3. Symbiose von Unternehmertum und jungkonservativem „Geistkapital“

Geht man vom Gesamtbild der Solidaritätsadresse aus, wird deutlich, in welchem Ausmaß die JF mittlerweile kommunikativer Knotenpunkt von vielfältigen Bestrebungen geworden ist, das politische Koordinatensystem der Berliner Republik nach rechts zu verschieben. Karlheinz Weißmann hat beim ersten Sommerfest der JF (JF 28/2001) aus Anlass ihres 15jährigen Bestehens von einem ziemlich „bunten Haufen“ gesprochen, der da im Umkreis der JF agiere. An anderer Stelle (Weißmann 2000: 252) listet er auf: traditionelle Katholiken (s. Hohmann), Nationalprotestanten, konservative Ökologen, Rechtsliberale und Undogmatische, wobei sich unter diesem Titel offensichtlich die sog. Neue Rechte selbst verbirgt, hauptsächlich wohl die jungkonservativen Intellektuellen der JF und des Instituts für Staatspolitik einschließlich der dazu gehörenden Zeitschrift „Sezession“ und des dem Institut nahestehenden Verlages „Edition Antaios“.ix Wenn Weißmanns Kompagnon Götz Kubitschek neuerdings von einem „Binnenpluralismus“ redet (vgl. auch Institut für Staatspolitik 2003: 28), der in diesem ‚Lager’ herrsche, so scheint die gemeinsame Abgrenzung gegenüber der vielgescholtenen politischen Klasse zu einem identitätsstiftenden Moment geworden zu sein. Als positiver Bezugspunkt muss zumindest ein radikaler Nationalismus (‚Nationalisierung der Nation’) angesehen werden, der in seinen Grundzügen völkisch konturiert ist und andererseits auf einen autoritären Etatismus zielt. Die Rede Hohmanns vom 3. Oktober wirft darüber hinaus die Frage auf, inwieweit der traditionelle Antisemitismus bereits in die Selbstdefinition dieses ‚Lagers’ eingegangen ist.

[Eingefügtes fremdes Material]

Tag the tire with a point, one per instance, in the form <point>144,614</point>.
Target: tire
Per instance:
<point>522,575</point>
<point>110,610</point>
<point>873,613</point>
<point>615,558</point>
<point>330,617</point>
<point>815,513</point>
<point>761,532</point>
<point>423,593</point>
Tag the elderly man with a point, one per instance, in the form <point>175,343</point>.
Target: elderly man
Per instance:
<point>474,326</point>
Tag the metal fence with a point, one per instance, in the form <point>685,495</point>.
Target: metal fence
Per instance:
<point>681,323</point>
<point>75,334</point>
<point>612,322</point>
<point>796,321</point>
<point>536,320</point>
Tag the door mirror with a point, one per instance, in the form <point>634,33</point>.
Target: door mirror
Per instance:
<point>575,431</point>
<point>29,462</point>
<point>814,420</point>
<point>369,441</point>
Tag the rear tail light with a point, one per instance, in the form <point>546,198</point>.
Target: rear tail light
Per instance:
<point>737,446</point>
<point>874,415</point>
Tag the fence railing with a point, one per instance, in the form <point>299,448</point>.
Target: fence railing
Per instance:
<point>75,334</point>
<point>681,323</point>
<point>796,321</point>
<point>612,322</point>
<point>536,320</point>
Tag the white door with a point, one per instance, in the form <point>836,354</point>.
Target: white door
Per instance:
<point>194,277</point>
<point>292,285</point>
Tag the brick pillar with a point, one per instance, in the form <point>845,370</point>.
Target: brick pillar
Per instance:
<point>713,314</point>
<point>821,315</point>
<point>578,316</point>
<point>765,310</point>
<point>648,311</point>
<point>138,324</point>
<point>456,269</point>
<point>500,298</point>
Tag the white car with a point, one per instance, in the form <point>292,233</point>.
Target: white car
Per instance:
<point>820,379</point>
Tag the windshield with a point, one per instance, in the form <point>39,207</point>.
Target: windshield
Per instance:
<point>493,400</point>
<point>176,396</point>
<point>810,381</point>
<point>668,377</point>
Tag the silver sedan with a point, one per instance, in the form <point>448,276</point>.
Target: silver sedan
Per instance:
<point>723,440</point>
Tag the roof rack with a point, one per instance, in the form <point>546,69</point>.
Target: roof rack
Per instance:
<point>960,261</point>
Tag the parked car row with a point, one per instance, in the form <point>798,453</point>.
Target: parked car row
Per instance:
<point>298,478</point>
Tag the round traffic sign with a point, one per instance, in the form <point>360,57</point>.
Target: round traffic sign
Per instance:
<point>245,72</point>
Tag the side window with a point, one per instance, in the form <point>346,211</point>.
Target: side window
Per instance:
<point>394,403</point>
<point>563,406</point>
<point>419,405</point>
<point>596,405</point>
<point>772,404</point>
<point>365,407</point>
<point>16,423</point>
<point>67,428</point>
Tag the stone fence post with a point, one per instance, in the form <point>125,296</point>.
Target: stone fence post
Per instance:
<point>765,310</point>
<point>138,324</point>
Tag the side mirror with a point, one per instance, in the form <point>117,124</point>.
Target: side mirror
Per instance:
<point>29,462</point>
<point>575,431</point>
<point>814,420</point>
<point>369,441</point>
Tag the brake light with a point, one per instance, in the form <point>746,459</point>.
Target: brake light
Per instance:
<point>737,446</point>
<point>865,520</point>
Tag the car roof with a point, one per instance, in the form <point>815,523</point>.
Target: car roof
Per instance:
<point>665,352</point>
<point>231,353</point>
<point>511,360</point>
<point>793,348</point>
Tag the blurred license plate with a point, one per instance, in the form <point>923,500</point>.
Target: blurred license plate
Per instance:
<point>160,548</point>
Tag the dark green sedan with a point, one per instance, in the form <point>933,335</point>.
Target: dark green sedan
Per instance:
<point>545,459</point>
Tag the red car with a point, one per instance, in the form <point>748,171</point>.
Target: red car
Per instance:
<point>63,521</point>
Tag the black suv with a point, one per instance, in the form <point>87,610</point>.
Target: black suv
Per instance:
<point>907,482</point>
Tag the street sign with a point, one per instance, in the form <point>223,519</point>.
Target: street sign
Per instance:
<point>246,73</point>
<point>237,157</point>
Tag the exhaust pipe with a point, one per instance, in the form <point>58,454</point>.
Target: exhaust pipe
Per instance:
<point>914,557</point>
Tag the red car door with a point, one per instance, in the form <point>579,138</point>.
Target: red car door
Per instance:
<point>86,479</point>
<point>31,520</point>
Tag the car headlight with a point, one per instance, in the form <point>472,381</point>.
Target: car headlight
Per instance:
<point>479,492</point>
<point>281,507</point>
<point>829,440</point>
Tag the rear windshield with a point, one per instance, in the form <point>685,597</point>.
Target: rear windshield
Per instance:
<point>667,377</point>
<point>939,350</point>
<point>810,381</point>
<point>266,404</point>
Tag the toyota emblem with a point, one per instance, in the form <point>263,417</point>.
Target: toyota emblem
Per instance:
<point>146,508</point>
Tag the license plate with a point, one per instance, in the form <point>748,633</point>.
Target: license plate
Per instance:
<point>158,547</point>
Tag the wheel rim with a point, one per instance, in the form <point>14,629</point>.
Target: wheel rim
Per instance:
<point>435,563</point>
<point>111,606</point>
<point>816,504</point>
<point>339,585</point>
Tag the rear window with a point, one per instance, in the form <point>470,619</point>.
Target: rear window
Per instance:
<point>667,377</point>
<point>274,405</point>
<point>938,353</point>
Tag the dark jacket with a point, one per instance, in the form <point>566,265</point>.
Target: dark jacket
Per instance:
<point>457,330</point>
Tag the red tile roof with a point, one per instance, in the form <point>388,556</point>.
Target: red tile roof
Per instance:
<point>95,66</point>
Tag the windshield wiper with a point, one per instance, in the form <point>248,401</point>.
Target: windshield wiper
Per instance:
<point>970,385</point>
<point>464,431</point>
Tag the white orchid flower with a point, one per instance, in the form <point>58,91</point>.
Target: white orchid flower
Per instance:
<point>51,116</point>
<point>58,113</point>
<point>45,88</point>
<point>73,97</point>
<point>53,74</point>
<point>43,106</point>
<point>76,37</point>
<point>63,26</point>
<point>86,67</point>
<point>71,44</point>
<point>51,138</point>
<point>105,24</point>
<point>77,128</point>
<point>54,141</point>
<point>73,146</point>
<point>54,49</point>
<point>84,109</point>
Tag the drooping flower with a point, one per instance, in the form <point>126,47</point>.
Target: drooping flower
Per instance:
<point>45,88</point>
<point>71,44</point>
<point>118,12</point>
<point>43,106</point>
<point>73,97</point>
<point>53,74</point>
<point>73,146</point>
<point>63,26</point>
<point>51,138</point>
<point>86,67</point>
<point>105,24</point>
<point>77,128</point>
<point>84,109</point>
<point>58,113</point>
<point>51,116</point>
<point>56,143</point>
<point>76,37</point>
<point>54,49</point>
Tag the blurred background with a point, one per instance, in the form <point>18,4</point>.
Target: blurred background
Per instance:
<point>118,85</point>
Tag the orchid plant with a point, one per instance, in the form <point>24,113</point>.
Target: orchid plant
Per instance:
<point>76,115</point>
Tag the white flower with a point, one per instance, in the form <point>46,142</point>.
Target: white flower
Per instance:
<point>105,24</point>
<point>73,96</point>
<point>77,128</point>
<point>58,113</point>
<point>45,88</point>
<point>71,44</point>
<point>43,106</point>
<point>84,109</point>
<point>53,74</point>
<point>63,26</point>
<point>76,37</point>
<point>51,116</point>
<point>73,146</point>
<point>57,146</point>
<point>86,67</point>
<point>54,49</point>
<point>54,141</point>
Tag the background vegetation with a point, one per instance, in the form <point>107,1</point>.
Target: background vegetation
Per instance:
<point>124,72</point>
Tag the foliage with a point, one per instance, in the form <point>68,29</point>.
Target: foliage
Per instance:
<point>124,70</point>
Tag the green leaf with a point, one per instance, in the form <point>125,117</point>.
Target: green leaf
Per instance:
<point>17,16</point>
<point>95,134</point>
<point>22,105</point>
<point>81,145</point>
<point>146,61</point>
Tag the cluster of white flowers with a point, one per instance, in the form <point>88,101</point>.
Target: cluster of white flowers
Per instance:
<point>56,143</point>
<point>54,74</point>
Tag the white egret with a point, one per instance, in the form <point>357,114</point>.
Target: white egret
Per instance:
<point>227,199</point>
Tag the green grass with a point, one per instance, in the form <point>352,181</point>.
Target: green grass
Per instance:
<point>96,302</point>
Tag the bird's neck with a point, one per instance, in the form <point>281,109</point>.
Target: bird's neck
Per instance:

Ein weiterer Aspekt ist bemerkenswert: Wenn die JF als kommunikativer Knotenpunkt betrachtet werden kann, in dem die von Weißmann aufgelisteten Strömungen sich in einem medialen Raum kreuzen, und während das Institut für Staatspolitik theoretisch an dem arbeitet, was Weißmann das „rechte Prinzip“ (Weißmann 2003) nennt, bietet der Bund der Selbständigen (NRW) eine gewichtige organisatorische Basis. Immerhin soll diese mittelständische Interessenorganisation an die 90.000 Mitglieder haben, auch wenn man davon ausgehen kann, dass viele einfache Mitglieder sich wenig um die Verbandspolitik kümmern werden, bzw. die ideologischen Feinheiten der von der Verbandsführung vertretenen Position nicht verstehen oder nicht verstehen wollen. Ein Blick auf die (mittlerweile ‚gesäuberte’) Website (www.bds-nrw.de) legt nämlich folgenden Gedankengang nahe:

Der BDS-NRW versteht sich als Lobby-Organisation für den selbständigen Mittelstand, dessen Interessen gegen „Gewerkschaften und Großindustrie“ sowie gegen „das Machtmonopol der Bürokraten“ zur Geltung gebracht werden sollen. Man fordert: „Abbau steuerlicher Diskriminierungen, Entlastung der Wirtschaft durch Deregulierung und Entbürokratisierung, Verstärkung der Fusionskontrolle; Privatisierung staatlicher Regiebetriebe, Flexibilisierung des Arbeitsmarktes, Verbesserung der Abschreibungsbedingungen, Bekämpfung des Sozialbetrugs“. Insgesamt ein marktradikales Programm, mit dem man sich aber – und das ist das Besondere – in die ‚Mitte’ zwischen die ‚feindlichen Brüder’ Gewerkschaften und Großkapital projiziert, um diesen den Staat als ‚Beute’ streitig zu machen: den Gewerkschaften, insofern sie am Staat als Sozialstaat festhalten wollen, und der Großindustrie, insofern diese in der Weltmarktkonkurrenz staatlicherseits unterstützt wird. Freilich: die Gemeinsamkeiten mit Forderungen des Großkapitals sind nicht zu übersehen; der Bezug auf die Gewerkschaften bzw. die Großindustrie ist daher nicht symmetrisch, sondern asymmetrisch. Anders ausgedrückt: der Hauptangriffspunkt sind die Gewerkschaften, das „Machtmonopol der Bürokraten“, soweit diese den Sozialstaat exekutieren, und das „Linkskartell innerhalb der ‚schreibenden Zunft’“, insofern dieses den gesellschaftlichen Status quo verteidigt.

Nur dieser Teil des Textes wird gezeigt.